As a society, we have long since wandered away from the lofty, noble ideals of Dr. King. We abandon them as fools only. As G.K. Chesterton said:
"Men invent new ideals because they dare not attempt old ideals. They look forward with enthusiasm, because they are afraid to look back."
And Dr. King's ideals and hopes and vision are grounded in God and essentially the old chivalric ideals. For though the knights of old did fight, true knights never fought unless necessary to defend themselves or others. There was no rampant killing, and mercy was considered a virtue. And they, ideally, believed in something greater than themselves, and were willing to die for it if need be.

Certainly, the past wasn't perfect and also had its issues and failings and lost sight of what truly mattered. Sounds familiar, doesn't it? Sounds like us now. Now, though, do we even have any ideals? Or have we sunk so low as to have vices disguised as virtues made our "ideals?"

Of course, in this life, we can never reach completely those high ideals set before us. And certainly not on our own. We must always depend on God, who will lift us up and strengthen us. Ask, as Lucy and the others did, for Aslan to breathe on you. As sinners, we will always stumble and fall, take a misstep, make a mistake.
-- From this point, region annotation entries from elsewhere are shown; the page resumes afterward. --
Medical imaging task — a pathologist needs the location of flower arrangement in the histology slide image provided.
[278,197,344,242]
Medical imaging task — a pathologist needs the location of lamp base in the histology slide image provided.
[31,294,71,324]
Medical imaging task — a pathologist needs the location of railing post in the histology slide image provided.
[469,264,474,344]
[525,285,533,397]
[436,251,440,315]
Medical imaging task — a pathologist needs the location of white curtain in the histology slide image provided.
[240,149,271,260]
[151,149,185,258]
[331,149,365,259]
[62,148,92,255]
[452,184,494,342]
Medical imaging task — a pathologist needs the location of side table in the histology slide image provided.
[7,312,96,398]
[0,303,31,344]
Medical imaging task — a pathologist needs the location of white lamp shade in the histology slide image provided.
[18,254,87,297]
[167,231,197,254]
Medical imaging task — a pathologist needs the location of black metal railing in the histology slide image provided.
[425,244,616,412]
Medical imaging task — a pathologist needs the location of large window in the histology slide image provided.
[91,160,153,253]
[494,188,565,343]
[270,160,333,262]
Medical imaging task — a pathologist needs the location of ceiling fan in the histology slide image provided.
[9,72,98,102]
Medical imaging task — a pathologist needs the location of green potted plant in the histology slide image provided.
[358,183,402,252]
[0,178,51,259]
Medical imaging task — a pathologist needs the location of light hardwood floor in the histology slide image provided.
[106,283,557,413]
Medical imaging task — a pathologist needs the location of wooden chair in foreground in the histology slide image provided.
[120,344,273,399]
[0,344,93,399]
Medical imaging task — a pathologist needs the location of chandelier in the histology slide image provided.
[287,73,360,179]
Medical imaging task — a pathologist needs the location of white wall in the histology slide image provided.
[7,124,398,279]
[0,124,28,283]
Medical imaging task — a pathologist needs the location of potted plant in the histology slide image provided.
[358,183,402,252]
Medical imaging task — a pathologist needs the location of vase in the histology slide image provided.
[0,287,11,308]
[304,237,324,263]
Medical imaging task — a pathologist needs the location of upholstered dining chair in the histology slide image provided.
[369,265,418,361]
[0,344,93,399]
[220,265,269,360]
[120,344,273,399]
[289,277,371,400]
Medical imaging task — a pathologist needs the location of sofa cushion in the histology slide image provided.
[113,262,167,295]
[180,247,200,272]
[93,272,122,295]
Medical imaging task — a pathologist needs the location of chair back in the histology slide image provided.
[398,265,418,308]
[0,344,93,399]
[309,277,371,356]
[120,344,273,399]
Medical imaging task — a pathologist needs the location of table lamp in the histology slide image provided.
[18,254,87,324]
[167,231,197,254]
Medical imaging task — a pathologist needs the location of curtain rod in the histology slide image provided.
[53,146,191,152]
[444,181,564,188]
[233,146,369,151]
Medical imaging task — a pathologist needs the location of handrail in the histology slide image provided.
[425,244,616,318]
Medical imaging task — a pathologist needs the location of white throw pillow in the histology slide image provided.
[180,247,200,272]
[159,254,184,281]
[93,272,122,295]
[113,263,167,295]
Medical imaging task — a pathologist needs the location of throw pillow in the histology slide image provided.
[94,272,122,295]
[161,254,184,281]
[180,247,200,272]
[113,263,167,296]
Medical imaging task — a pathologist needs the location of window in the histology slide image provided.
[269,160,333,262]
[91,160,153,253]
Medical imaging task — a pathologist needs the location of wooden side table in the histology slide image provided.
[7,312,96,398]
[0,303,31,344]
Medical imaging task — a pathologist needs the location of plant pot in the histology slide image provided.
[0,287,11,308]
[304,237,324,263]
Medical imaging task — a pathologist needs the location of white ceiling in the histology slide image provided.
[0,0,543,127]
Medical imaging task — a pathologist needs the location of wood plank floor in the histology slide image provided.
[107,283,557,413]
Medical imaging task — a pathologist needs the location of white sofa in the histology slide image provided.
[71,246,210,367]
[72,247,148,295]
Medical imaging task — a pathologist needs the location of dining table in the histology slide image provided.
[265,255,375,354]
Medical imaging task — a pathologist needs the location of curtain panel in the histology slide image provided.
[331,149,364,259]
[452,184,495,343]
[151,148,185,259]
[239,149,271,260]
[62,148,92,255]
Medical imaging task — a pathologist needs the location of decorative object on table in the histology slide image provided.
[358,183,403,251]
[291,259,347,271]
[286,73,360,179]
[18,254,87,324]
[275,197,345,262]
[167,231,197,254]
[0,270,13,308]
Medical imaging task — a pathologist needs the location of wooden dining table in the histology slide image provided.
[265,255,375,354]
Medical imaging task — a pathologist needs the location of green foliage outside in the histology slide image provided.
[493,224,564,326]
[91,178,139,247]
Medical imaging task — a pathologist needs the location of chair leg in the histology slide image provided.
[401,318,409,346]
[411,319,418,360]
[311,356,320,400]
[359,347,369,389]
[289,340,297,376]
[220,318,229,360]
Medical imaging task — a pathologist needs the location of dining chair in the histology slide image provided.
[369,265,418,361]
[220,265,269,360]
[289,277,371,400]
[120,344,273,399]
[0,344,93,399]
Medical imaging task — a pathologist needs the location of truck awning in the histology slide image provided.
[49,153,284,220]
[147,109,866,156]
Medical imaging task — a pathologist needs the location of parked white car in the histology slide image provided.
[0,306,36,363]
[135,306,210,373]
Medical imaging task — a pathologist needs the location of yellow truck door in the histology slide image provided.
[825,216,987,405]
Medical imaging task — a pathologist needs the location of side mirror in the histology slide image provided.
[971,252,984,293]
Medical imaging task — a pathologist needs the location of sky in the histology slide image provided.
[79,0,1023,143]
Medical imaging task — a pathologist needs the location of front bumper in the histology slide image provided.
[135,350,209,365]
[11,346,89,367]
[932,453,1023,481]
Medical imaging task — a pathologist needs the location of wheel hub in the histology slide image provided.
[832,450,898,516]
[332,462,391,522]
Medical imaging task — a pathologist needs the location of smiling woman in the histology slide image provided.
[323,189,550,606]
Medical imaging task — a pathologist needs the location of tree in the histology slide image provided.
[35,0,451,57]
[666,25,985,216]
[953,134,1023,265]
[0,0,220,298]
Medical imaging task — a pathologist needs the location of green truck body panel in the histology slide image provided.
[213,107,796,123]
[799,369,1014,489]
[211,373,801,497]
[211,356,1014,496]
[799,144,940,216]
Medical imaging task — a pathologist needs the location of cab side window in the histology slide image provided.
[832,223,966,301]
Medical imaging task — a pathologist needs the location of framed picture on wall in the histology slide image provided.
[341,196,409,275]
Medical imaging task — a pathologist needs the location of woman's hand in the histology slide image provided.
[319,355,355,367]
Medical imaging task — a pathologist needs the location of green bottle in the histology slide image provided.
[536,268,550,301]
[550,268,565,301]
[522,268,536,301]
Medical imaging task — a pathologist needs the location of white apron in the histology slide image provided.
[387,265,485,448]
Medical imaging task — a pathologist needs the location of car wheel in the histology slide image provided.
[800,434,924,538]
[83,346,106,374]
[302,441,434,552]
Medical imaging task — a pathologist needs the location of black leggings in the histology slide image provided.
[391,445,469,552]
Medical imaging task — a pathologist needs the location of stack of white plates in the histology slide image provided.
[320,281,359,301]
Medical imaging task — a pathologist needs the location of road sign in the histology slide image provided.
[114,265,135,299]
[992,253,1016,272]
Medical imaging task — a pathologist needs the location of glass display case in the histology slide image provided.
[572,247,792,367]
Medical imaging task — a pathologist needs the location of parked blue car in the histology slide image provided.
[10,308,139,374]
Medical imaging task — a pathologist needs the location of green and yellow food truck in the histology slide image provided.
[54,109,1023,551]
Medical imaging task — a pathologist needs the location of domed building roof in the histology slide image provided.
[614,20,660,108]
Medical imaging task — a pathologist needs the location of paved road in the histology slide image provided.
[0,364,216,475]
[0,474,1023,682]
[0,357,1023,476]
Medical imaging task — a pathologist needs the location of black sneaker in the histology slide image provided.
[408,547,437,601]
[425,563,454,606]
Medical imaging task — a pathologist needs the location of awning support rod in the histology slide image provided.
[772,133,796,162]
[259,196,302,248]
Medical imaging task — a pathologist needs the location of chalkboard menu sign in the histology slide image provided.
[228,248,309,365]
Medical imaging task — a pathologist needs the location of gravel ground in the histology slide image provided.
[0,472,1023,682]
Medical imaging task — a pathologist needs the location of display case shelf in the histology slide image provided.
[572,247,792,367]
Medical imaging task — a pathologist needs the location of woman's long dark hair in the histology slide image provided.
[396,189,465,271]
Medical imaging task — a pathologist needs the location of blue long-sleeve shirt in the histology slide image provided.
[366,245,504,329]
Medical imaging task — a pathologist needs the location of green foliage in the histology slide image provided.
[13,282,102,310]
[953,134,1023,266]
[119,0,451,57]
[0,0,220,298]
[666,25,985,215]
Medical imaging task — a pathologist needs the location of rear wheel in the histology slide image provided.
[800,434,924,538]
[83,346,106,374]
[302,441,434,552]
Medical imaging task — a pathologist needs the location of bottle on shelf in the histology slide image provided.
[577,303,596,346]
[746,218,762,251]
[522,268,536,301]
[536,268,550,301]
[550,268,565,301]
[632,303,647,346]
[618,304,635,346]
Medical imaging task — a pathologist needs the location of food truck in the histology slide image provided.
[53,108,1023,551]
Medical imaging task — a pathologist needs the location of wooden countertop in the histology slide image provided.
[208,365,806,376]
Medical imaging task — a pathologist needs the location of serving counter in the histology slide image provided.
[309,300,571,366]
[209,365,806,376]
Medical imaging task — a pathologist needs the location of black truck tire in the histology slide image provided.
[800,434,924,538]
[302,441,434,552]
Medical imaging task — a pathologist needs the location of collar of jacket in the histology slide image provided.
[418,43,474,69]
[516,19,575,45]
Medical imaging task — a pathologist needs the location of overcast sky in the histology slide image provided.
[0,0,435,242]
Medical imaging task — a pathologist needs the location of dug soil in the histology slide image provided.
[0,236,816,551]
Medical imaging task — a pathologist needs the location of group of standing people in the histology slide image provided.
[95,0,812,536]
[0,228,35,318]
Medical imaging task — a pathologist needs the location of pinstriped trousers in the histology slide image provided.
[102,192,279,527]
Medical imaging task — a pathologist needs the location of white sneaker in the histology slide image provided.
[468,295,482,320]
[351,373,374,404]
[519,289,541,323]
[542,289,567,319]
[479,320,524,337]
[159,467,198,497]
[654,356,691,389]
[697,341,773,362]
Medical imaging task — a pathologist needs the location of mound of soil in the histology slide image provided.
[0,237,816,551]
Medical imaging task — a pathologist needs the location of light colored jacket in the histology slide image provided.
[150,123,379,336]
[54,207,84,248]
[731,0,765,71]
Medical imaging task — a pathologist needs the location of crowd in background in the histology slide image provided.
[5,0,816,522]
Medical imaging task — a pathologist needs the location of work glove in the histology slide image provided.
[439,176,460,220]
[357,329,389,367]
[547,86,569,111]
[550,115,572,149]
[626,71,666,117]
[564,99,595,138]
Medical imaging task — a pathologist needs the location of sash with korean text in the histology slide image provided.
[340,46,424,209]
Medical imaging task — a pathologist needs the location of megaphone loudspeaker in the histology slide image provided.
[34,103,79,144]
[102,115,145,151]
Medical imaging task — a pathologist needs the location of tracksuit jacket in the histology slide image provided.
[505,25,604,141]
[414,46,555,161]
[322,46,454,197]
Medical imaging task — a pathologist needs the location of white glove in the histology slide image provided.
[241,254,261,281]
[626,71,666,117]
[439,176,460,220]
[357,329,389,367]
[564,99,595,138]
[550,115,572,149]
The key is not to stay there forever. Make an effort to get up, to start over, to ask God to help you and to heal you. As hard as it sometimes can be, sometimes we need to just lay there and in our hearts ask God to come to us and lift us up, set us back on our feet. I am saying these things to myself as much as to anyone who may read this. I need reminding, too.

As Christians, our Ideal is Christ. We look to Mary and the saints as models of how to follow Christ, and as friends who will pray for and help us along our way. Some of us will get very, very close to reaching those ideals. Mother Teresa comes to mind, as do others. Often these people are declared saints, holy ones. Often times not, as they just are not known. I am reminded of the words of a character in Harry Potter: "Constant Vigilance!" Don't give up.

Here I will offer just a few of Dr. King's many wonderful quotes. He said and wrote so much; the man had a gift for words and for speaking. May his words always inflame us to continue his legacy, to carry his banner high, to put his words into action, as he did, even unto death.

"Hatred paralyzes life; love releases it. Hatred confuses life; love harmonizes it. Hatred darkens life; love illuminates it."

"Faith is taking the first step, even when you don't see the whole staircase."

"Darkness cannot drive out darkness; only light can do that. Hate cannot drive out hate; only love can do that."

"I submit to you that if a man hasn't discovered something he will die for, he isn't fit to live."

"Our scientific power has outrun our spiritual power. We have guided missiles and misguided men."

"I believe that unarmed truth and unconditional love will have the final word in reality. That is why right, temporarily defeated, is stronger than evil triumphant."

God bless you, Dr. King. Thank you for all you did. I know you continue your great work in Heaven.

1 comment:

  1. Oh, my dear, I can't tell you how much I love this post! What a flawed, but great man he was - and how much we have to learn from him!